[les carnets de route ailleurs là-bas]
éphémérides : lever du soleil 06:11, coucher 20:21, lune gibbeuse croissante /// prévision météo Napa : matin 15°C, après-midi 29 ress. 31, soir 19, nuit 14
TRAJET 31/07 /// Napa-Gualala
On quitte le pire motel du séjour par sa saleté, son eau chaude aléatoire et son odeur permanente de curry imprégnée même dans les murs. Ici, le rapport qualité/prix explose. Le gérant, un indien, est sorry, ne peut rien faire. La fine brume matinale se déchire, le soleil inonde le ciel. Quelques miles parcourus et c’est la fin de la Napa Valley. Encore quelques propriétés viticoles au sud de la Sonoma Valley et on file Ouest vers Pont Reyes.


Quand on arrive aux abords du phare, il est dans la brume, le vent souffle fort. Il faudra descendre 313 marches pour en faire le tour et 313 pour remonter au parking, logique. Puis il y a cette femme qui en me croisant prend le temps de faire une halte et de m’expliquer comment aborder les marches pour faire travailler un maximum de muscles. Étonnant ! On reprend la route dans l’autre sens pour récupérer la route 1, l’esprit essoré par les rafales de vent. Plusieurs corps de ferme bordent la route. Parfois, la nouvelle habitation côtoie l’ancienne, encore debout malgré l’état de délabrement avancé. Dans un coin derrière une grange, un vieux break Ford rouillé, des tracteurs hors d’usage. Le temps de faire un stop à Pont Reyes, je rentre dans une librairie. Des œuvres d’Annie Ernaux sont mises en avant à côté des deux prix Pulitzer de fiction de cette année. Dehors, un homme cheveux longs peu entretenus, barbe hirsute et pieds nus, chante, danse en remontant la rue principale croisant le regard désemparé des promeneurs.

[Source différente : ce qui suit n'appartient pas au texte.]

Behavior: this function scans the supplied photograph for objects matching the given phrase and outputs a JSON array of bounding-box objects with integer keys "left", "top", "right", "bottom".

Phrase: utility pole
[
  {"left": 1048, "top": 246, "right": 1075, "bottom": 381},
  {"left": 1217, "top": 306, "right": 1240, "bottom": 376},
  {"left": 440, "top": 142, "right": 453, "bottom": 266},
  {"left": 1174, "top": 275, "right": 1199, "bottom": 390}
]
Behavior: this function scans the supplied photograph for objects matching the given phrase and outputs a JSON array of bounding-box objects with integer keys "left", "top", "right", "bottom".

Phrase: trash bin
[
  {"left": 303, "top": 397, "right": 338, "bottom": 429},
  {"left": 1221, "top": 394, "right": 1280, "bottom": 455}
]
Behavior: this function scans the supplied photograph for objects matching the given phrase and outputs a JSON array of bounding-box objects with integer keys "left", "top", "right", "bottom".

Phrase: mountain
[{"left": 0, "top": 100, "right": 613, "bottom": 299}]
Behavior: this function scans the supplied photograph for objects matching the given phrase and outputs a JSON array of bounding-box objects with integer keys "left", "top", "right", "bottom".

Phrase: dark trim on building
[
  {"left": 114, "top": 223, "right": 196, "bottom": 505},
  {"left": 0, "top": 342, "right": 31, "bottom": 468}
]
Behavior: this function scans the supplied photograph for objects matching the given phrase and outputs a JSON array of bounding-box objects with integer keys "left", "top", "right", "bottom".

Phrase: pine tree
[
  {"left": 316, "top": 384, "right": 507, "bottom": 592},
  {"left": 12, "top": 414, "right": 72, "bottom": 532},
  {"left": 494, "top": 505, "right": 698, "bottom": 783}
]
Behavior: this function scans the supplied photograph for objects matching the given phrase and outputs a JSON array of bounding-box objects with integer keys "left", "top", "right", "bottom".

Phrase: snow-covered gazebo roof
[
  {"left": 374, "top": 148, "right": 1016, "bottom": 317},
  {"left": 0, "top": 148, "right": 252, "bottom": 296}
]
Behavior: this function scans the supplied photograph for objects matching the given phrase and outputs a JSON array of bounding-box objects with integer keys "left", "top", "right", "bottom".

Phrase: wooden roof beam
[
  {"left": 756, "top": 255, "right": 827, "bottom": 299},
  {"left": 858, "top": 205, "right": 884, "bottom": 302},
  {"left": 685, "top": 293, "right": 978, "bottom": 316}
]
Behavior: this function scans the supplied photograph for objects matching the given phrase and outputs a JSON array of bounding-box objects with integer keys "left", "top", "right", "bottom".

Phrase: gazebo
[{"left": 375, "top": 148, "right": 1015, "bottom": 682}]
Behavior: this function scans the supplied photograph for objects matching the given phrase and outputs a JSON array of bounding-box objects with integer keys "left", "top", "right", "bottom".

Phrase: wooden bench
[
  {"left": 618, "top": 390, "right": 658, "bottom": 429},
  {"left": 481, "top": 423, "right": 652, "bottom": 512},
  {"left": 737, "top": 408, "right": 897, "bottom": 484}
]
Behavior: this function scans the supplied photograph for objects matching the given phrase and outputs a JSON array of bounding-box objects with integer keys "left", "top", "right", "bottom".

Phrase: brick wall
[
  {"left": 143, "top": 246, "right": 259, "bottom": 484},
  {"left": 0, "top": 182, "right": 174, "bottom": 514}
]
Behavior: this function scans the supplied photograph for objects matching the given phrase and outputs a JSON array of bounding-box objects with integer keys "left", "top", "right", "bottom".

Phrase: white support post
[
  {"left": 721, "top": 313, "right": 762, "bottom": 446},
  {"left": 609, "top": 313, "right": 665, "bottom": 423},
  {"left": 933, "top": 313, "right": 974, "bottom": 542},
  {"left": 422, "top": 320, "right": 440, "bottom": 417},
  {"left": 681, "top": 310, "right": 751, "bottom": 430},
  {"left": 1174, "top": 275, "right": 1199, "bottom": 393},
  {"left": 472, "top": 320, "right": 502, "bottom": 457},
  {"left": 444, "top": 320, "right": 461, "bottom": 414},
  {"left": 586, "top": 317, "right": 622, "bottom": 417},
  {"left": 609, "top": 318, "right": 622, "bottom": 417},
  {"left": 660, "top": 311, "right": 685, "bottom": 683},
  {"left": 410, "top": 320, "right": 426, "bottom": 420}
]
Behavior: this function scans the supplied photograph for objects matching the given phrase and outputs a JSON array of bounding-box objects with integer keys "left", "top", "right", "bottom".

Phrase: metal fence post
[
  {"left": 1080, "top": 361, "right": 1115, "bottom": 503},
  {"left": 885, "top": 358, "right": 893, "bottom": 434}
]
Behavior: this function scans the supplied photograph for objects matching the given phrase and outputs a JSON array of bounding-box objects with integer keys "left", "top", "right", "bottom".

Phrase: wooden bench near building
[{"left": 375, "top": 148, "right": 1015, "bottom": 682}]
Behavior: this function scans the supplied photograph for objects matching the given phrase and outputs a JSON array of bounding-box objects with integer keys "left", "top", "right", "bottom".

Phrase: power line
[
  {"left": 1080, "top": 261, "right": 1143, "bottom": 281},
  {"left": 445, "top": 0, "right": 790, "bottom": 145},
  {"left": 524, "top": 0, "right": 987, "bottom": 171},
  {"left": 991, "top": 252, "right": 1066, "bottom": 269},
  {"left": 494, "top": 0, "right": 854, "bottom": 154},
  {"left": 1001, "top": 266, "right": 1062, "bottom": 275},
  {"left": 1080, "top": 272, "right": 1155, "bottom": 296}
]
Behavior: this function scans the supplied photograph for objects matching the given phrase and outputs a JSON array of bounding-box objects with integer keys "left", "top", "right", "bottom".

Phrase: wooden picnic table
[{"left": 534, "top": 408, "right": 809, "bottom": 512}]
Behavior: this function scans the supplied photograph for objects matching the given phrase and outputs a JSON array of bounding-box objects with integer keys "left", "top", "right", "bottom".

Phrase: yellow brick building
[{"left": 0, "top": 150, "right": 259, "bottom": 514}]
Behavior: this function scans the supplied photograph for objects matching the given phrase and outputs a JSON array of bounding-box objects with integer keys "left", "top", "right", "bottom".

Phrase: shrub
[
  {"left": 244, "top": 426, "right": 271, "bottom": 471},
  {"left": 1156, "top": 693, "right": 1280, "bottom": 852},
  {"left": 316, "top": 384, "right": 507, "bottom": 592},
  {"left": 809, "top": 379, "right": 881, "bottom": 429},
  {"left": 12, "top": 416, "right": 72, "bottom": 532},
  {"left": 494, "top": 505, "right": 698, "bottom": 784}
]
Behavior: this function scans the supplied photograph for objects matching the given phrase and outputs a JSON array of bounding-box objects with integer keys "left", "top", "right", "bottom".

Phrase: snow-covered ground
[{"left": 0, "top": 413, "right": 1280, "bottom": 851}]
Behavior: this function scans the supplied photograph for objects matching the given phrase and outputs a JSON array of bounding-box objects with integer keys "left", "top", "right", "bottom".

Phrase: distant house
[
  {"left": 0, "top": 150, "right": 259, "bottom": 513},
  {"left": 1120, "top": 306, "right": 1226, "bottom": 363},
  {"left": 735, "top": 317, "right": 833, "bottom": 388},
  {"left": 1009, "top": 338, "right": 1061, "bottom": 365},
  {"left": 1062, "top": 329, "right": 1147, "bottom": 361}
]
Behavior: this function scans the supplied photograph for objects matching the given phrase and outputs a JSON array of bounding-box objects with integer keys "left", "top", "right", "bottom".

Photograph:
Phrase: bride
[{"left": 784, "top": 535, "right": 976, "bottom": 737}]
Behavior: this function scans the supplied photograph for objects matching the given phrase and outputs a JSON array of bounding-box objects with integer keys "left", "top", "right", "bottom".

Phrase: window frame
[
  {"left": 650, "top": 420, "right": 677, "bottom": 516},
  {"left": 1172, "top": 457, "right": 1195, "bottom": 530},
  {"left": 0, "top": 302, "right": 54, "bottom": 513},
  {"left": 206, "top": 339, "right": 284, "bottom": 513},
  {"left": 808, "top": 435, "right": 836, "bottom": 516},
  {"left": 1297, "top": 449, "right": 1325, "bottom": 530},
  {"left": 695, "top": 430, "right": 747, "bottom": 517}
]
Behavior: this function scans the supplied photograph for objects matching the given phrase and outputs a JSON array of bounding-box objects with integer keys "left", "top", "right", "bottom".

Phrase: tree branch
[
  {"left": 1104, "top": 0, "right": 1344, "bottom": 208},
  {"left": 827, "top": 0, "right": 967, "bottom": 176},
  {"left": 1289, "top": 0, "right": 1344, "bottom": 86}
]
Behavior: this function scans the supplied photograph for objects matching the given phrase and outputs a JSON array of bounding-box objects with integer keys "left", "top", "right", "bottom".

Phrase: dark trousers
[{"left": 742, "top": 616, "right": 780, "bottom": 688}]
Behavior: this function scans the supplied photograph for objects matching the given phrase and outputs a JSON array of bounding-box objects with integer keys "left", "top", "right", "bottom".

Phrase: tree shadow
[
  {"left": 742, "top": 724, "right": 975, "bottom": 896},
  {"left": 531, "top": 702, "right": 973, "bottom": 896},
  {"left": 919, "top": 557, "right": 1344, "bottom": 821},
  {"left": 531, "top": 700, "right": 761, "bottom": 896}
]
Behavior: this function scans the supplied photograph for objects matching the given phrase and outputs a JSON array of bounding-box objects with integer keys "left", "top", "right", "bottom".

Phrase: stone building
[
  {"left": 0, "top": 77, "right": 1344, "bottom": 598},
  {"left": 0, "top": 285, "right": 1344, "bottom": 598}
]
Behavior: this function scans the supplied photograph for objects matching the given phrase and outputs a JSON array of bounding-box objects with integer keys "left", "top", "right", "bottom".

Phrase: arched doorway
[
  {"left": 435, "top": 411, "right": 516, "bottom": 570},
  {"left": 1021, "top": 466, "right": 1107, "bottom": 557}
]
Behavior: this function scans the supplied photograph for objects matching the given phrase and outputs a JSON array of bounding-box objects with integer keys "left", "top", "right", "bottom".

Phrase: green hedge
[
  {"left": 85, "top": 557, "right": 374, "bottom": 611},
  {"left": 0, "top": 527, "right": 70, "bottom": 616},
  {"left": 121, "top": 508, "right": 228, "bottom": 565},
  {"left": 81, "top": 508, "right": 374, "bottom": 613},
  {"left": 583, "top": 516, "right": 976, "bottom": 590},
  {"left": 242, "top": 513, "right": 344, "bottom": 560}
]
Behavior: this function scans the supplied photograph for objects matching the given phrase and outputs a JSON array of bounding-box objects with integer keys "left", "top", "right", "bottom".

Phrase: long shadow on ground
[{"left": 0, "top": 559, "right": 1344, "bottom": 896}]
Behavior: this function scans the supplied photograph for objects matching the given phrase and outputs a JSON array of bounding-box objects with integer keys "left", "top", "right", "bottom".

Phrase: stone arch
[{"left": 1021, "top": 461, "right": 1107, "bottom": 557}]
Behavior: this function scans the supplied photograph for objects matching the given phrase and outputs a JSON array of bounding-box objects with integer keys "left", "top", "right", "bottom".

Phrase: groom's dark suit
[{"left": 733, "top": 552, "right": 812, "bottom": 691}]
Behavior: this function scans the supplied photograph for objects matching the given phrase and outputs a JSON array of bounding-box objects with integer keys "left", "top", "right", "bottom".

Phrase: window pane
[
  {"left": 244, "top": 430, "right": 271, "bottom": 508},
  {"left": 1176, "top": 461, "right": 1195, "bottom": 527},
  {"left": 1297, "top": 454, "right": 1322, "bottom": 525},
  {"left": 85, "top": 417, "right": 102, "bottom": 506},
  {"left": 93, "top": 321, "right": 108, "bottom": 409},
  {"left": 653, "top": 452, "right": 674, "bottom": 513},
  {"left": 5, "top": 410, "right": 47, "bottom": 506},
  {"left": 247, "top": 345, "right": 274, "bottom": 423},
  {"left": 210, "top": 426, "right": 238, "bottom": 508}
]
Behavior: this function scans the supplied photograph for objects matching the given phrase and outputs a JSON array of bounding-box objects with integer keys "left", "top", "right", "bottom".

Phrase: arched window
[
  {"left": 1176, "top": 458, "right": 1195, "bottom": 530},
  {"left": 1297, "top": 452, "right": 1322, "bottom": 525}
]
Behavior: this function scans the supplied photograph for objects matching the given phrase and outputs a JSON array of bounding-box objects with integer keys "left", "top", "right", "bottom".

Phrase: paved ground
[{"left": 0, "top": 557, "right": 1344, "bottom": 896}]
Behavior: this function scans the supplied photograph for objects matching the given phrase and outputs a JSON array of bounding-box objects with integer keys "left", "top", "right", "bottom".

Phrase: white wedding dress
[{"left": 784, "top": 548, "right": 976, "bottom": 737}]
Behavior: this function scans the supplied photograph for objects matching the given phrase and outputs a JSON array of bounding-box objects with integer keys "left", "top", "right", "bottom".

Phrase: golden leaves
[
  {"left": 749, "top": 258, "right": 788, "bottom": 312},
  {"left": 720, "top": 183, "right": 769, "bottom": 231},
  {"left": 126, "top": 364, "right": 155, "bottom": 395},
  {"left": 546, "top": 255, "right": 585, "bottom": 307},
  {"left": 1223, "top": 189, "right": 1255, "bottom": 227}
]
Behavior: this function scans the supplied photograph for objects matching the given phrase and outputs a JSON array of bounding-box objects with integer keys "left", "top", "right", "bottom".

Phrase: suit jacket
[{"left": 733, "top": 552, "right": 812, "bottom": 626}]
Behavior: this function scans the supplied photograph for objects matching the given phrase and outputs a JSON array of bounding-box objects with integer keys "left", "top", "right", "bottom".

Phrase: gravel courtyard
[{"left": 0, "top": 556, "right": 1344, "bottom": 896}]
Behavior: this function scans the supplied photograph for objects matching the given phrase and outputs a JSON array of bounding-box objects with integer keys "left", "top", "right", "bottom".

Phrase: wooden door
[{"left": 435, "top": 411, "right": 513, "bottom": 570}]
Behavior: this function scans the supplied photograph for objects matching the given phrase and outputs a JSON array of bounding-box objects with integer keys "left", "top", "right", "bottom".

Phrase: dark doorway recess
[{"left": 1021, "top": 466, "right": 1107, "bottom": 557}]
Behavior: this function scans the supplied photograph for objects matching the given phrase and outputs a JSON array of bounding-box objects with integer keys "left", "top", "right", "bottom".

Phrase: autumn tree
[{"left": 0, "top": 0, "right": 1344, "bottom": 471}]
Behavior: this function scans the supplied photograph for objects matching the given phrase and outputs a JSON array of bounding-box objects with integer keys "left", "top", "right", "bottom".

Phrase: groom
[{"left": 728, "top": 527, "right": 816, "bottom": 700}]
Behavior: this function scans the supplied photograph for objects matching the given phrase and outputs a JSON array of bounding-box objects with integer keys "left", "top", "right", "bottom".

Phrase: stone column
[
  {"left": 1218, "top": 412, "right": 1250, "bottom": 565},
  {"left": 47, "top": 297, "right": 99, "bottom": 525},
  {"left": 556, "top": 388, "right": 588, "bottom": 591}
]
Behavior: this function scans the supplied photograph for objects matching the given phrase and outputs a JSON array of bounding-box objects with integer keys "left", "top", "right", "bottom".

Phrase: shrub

Bodega pas loin, on a fait un crochet pour revoir un des lieux de tournage des Oiseaux d’Hitchcock, l’école, l’église.


Faire la route, c’est aussi s’accorder un temps à part ouvert au silence, à la réflexion, à l’évasion vers un autre ailleurs. C’est un temps hors du temps. On roule du matin jusqu’au soir sans connaître la destination du lendemain. L’esprit reste ouvert, attentionné, à l’écoute. Le paysage défile, on s’arrête parfois, on profite de ce que la nature nous offre, des villes qu’on traverse.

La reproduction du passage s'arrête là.